When Drew’s test came back positive Wednesday morning, he had already been isolating and we moved Eli into isolation as well with similar symptoms as Drew’s. We were really surprised. We were sad.
As of Monday morning, the Thanksgiving plans were renegotiated once again. We would share food with the Bruce’s but just eat the five of us at our own house. Instead of the 30 people Colorado table, we’d be cozy as our own little family of five. And then, with the test result on Wednesday, our table of five became three.
Oaks dabbled in a fever, never above 99.1, and took a Tylenol one night. Andi and I never so much as sniffled. Alas, I cooked and baked and did the dishes and tried to care for Drew and Eli on their two different floors. It’s a hard scenario we keep finding our marriage in, Drew the stubborn, tough, really-sad-it’s-him, sick person, and me, the reluctant, whiney, contemptuous nurse. Tis the thorn in our wedded flesh. And Thanksgiving made it worse.
However, we were surrounded by love, support, prayers, food drop-offs, encouragement, and kindness. I couldn’t name enough needs for the offers of help that came in. We had great times Face Timing Drew over dinner while he ate upstairs in his room. Eli was super kind and then very tough to sleep in the basement so I could have his bed upstairs and everyone could spread out.
The hardest part was not the sickness- even the sick guys would say that. It’s the questions (Where from? What did I do wrong? Why me? What now? Should we do this? Test again? Test them? Who do we tell? What is the timetable? What should we’ve done differently? Is it safe now?)

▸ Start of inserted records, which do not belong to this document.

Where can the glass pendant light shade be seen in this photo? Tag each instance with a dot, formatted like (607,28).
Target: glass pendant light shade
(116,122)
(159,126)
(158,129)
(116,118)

Also challenging for us was the distance inside such a small space. For a cuddly couple like we are, to sleep separate is cold and unsettling. Because we hug everyone around here often, there was often a hard stop when we’d want to reach for the sick guy walking by, in a mask, to put his dishes in the sink. To be alone with just our family when we had planned on playing with friends was really lonely. Because we partner so well and give our kids lots of jobs, losing a partner and one worker made a difference. In those ways, the days dragged on.
For us, we got better fast and never had it that bad. It didn’t spread to the others we were around on those unknown contagion days. Drew and Eli didn’t complain and healed well. We were so grateful for the deliveries of food, messages of hope, and helpful errands ran by our family and friends. Wow. So humbling. Our kids noticed the non-transactional, purely kind gifts from others. It was a shaping experience for us all.
Now, the compassion I have for anyone who has experienced the impact of COVID-19 has increased 100 fold. There is no way to know how deeply the ailments of sickness, anxiety, regret, isolation, loneliness, anger, bewilderment, and fatigue will affect you or your family, the only response should be prayer, support, and encouragement. The powerful gift health care workers are giving to us all is unbelievably selfless and important. I have never heard our family practitioner’s nurse sound so weary or know my good friends to be so seriously wiped.
We were taking it seriously and we were trying our best, and still the virus found its way into our bodies, into our house. We still have a lot of questions and are unsure of all the next steps. On the other side (almost) we are beyond grateful we fared so well and we ache more severely with the ones we know and love who still, or might yet, struggle. We pray for and hope for the best for all those we don’t know who will find themselves in the middle of what they were trying to avoid.